Physical properties and biological fate of OSA-modified-starch-stabilized emulsions containing β-carotene: Effect of calcium and pH

Abstract

Understanding the roles of the calcium ion in both the physical properties of emulsions and the biological fate of the emulsion during digestion is important for the rational design of emulsion-based delivery systems that can moderate lipid digestion and the bioaccessibility of bioactive compounds. The effect of CaCl2 on the zeta-potential, the particle size, and the microstructure of emulsions, the rate and extent of lipid digestion, and the bioaccessibility of β-carotene in emulsions stabilized by octenyl succinic anhydride (OSA)-modified starches was investigated in an in vitro mouth/stomach/intestine model system.

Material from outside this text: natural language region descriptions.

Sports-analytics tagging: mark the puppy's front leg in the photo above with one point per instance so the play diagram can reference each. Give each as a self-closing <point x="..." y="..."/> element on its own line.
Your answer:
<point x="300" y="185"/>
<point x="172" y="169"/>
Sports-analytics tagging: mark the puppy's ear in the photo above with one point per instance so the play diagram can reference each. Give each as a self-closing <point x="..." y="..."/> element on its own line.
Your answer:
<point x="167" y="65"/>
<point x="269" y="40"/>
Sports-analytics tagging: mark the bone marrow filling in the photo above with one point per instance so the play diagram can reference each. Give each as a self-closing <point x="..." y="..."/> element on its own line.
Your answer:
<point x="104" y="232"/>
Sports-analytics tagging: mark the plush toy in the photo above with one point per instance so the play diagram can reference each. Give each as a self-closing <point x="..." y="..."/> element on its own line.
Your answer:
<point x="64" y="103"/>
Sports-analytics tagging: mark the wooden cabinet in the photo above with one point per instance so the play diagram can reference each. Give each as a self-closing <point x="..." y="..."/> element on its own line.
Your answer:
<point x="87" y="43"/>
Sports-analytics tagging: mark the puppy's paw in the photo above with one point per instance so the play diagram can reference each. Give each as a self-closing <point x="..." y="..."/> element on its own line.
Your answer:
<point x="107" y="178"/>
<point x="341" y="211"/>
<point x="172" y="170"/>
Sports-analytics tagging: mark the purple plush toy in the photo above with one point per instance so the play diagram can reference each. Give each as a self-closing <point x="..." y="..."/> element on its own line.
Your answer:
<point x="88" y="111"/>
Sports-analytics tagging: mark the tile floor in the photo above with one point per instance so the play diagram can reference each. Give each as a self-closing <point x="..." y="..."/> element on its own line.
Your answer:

The addition of CaCl2 to starch solutions at pH 7.0 before homogenization decreased the emulsifying ability of the OSA-modified starches. When the concentration of added CaCl2 increased, the particle size of the emulsions increased and the creaming stability decreased. At pH 3.0, CaCl2 had no influence on the physical properties of OSA-modified-starch-stabilized emulsions. However, the influence of calcium on the biological fate of emulsions containing β-carotene was independent of the emulsion pH. The addition of CaCl2 promoted the digestion of lipid but decreased the bioaccessibility of β-carotene in both emulsions made at pH 7.0 and emulsions made at pH 3.0. The effect of CaCl2 on the biological fate of the emulsions was attributed mainly to the interaction of the calcium ion with lipolytic products and bile salts, which seemed to offset the effect of structure and physical properties.